Different PF types all lead to scarring in the lungs but can be caused by different factors. Most PF cases are caused by unknown reasons, which are diagnosed as IPF. In some cases, doctors observe a pattern of pulmonary fibrosis in families, which suggests that genetics may cause PF in certain diagnosed patients. Those types of cases are referred to as familial pulmonary fibrosis.

PF can be caused by an autoimmune disease such as rheumatoid arthritis or systemic scleroderma, or by certain muscle diseases including polymyositis, dermatomyositis, or anti-synthetase syndrome. Occupational and environmental exposure to toxic substances can cause irritation of the cells in the lungs and result in scarred tissue. There are also medications that can cause lung damage and PF. Genetics may also play a role in some cases.

The most common symptoms of PF are shortness of breath and coughing. Patients often experience severe symptoms only in advanced stages of the disease; these can include breathing alterations, weight loss, fatigue, muscle and joint pain, and clubbing of the hands and feet.
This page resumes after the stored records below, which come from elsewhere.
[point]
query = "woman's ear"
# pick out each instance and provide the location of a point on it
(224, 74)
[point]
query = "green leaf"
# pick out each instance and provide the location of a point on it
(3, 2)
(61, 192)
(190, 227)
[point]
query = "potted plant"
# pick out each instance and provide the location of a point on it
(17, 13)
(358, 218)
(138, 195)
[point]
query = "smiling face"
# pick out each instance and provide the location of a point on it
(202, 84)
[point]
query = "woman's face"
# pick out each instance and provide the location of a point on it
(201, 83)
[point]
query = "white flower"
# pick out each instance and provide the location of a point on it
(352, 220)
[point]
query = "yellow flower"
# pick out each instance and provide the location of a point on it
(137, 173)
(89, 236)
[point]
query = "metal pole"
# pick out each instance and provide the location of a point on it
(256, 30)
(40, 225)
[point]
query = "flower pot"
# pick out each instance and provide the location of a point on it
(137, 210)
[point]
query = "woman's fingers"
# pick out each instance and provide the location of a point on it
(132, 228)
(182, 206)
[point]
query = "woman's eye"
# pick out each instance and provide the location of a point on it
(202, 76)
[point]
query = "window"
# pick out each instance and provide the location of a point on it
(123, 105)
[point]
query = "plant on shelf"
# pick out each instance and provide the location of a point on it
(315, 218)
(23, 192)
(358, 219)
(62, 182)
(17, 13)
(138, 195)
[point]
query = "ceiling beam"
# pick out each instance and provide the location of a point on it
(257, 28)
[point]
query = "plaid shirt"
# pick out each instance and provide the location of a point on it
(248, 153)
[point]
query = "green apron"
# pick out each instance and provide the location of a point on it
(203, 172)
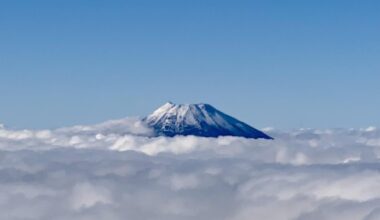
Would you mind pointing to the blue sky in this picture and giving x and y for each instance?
(284, 64)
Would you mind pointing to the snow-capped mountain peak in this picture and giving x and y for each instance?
(199, 120)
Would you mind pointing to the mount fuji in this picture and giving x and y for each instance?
(199, 120)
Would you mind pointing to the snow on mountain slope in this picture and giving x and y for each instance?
(199, 120)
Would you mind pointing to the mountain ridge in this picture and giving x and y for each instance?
(199, 120)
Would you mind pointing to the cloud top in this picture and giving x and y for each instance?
(116, 170)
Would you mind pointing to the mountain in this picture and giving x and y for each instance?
(198, 120)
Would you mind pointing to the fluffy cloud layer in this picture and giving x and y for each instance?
(115, 170)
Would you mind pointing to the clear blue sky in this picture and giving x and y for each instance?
(284, 63)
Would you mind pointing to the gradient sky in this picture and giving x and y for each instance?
(284, 63)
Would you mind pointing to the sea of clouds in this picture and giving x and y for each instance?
(117, 170)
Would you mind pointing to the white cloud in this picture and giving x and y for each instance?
(116, 171)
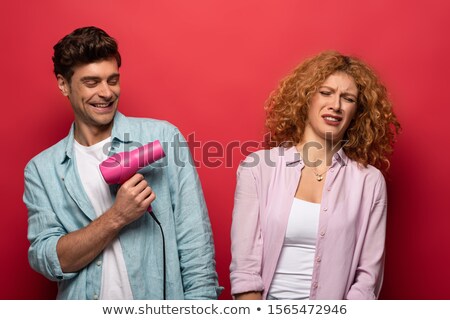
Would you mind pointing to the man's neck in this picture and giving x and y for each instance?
(88, 136)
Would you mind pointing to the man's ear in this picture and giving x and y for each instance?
(63, 85)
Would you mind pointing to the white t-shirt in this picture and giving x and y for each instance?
(115, 282)
(292, 278)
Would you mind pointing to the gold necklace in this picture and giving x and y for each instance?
(319, 176)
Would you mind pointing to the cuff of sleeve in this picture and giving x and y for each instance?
(245, 282)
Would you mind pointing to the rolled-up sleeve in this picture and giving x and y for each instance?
(44, 229)
(369, 273)
(246, 236)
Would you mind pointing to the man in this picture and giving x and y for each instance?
(97, 241)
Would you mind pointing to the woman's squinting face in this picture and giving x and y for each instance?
(332, 108)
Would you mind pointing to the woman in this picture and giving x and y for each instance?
(310, 213)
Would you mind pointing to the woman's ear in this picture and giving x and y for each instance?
(63, 85)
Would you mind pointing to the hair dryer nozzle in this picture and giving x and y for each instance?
(122, 166)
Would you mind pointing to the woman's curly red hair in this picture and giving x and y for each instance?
(371, 134)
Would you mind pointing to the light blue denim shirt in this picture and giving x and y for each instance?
(57, 204)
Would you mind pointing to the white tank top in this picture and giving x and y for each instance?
(115, 283)
(292, 279)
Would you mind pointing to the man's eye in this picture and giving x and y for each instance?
(351, 100)
(90, 83)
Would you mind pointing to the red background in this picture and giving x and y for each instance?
(208, 66)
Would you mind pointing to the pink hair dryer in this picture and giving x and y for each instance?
(123, 165)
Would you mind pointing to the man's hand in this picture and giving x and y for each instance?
(132, 200)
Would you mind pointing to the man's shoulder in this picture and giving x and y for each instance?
(50, 155)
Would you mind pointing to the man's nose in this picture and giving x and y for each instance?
(105, 90)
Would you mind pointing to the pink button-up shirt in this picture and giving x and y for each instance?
(349, 258)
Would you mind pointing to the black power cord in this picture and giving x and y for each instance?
(164, 252)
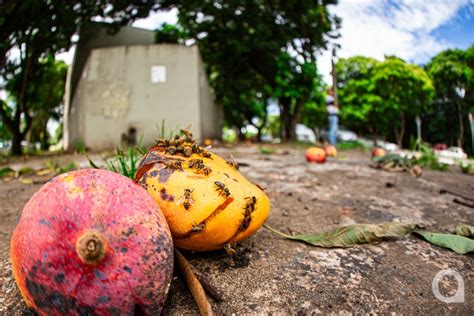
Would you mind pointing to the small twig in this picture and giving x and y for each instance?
(208, 286)
(194, 285)
(456, 200)
(444, 191)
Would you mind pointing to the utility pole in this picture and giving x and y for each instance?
(471, 122)
(334, 79)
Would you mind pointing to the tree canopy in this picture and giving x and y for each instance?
(378, 97)
(32, 30)
(452, 72)
(261, 45)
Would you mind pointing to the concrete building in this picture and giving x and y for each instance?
(124, 86)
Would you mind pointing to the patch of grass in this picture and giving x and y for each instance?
(124, 162)
(350, 145)
(25, 170)
(267, 150)
(80, 147)
(429, 160)
(6, 171)
(467, 167)
(58, 169)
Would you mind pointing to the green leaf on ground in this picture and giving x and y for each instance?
(349, 236)
(465, 230)
(459, 244)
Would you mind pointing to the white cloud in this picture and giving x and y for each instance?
(401, 28)
(155, 19)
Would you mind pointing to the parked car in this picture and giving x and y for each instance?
(304, 134)
(343, 135)
(451, 152)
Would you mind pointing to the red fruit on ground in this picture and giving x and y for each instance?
(378, 152)
(331, 151)
(315, 154)
(92, 242)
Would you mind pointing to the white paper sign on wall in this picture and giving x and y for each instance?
(158, 74)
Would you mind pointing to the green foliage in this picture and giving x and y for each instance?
(267, 150)
(34, 30)
(58, 169)
(465, 230)
(378, 97)
(350, 145)
(349, 236)
(360, 110)
(245, 46)
(44, 97)
(80, 147)
(6, 172)
(452, 72)
(124, 162)
(428, 159)
(170, 34)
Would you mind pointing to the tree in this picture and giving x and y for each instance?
(269, 42)
(171, 34)
(381, 97)
(452, 72)
(31, 30)
(360, 106)
(405, 90)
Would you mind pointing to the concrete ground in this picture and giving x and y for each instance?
(271, 274)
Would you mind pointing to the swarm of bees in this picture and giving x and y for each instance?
(199, 165)
(175, 164)
(248, 210)
(198, 227)
(222, 188)
(186, 199)
(233, 163)
(182, 144)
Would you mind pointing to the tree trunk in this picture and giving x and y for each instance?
(17, 138)
(240, 135)
(461, 125)
(44, 138)
(284, 113)
(400, 133)
(289, 120)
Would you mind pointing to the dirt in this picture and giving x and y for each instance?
(270, 274)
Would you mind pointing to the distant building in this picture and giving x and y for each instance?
(123, 86)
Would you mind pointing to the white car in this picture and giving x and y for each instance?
(304, 134)
(451, 153)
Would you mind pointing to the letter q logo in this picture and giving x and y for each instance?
(458, 297)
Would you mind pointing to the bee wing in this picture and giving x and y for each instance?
(180, 200)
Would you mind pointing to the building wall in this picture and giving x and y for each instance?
(115, 93)
(97, 35)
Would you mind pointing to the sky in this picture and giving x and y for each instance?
(414, 30)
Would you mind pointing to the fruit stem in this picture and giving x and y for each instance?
(91, 247)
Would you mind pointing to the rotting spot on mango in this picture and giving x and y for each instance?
(226, 207)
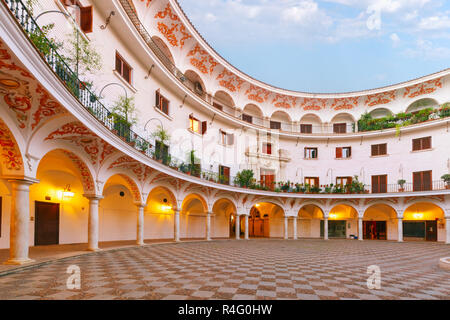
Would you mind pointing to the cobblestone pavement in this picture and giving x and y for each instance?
(255, 269)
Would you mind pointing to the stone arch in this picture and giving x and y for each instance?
(422, 104)
(164, 48)
(224, 210)
(85, 172)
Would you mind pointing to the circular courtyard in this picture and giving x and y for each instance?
(254, 269)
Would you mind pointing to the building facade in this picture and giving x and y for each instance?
(76, 168)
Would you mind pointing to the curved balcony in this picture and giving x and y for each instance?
(91, 102)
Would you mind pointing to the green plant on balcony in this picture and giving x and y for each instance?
(401, 183)
(244, 178)
(446, 178)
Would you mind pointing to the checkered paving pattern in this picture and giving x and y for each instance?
(255, 269)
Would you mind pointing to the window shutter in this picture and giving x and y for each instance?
(230, 139)
(86, 19)
(426, 144)
(375, 184)
(382, 149)
(157, 99)
(426, 181)
(416, 144)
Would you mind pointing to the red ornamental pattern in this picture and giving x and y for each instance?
(313, 104)
(423, 88)
(73, 128)
(257, 94)
(201, 59)
(380, 98)
(345, 103)
(176, 31)
(86, 177)
(47, 107)
(230, 81)
(12, 158)
(286, 102)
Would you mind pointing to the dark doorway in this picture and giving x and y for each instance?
(431, 230)
(46, 225)
(374, 230)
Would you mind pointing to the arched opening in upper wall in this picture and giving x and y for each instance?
(310, 123)
(380, 113)
(253, 114)
(223, 99)
(342, 123)
(422, 104)
(164, 49)
(280, 120)
(195, 82)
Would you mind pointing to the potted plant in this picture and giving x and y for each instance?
(401, 183)
(244, 178)
(446, 178)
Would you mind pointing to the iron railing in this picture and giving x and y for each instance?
(113, 122)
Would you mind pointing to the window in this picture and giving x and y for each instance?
(267, 148)
(422, 181)
(343, 181)
(268, 179)
(422, 144)
(275, 125)
(247, 118)
(196, 126)
(123, 68)
(306, 128)
(312, 181)
(379, 149)
(162, 103)
(343, 153)
(311, 153)
(226, 138)
(340, 128)
(224, 175)
(82, 15)
(379, 184)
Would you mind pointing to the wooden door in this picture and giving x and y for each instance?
(46, 225)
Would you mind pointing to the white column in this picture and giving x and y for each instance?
(208, 226)
(400, 229)
(93, 222)
(246, 227)
(238, 228)
(286, 227)
(325, 228)
(360, 230)
(140, 224)
(295, 228)
(20, 221)
(176, 225)
(447, 230)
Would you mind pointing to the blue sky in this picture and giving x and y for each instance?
(327, 45)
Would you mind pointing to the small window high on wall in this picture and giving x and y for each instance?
(82, 15)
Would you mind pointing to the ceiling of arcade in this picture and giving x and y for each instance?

Every patient has their own individual experience with the disease, which means it can progress faster in some patients and slower in others.

When a patient experiences symptoms that can indicate PF, the diagnostic process starts by analyzing their medical history. Additionally, the physician may order a series of tests and examinations to confirm a diagnosis. These include an arterial blood gas test, bronchoscopy, chest X-ray, spirometry, electrocardiogram, high-resolution computed tomography scan, exercise test, pulse oximetry, and surgical biopsy.

Lifestyle changes may make living with PF easier. There are a number of things people living with pulmonary fibrosis can do to maintain or improve their quality of life, including doing some gentle exercise, adopting a healthy diet, resting as necessary, quitting smoking, using relaxation techniques to reduce stress, joining a support group, and getting help from healthcare professionals.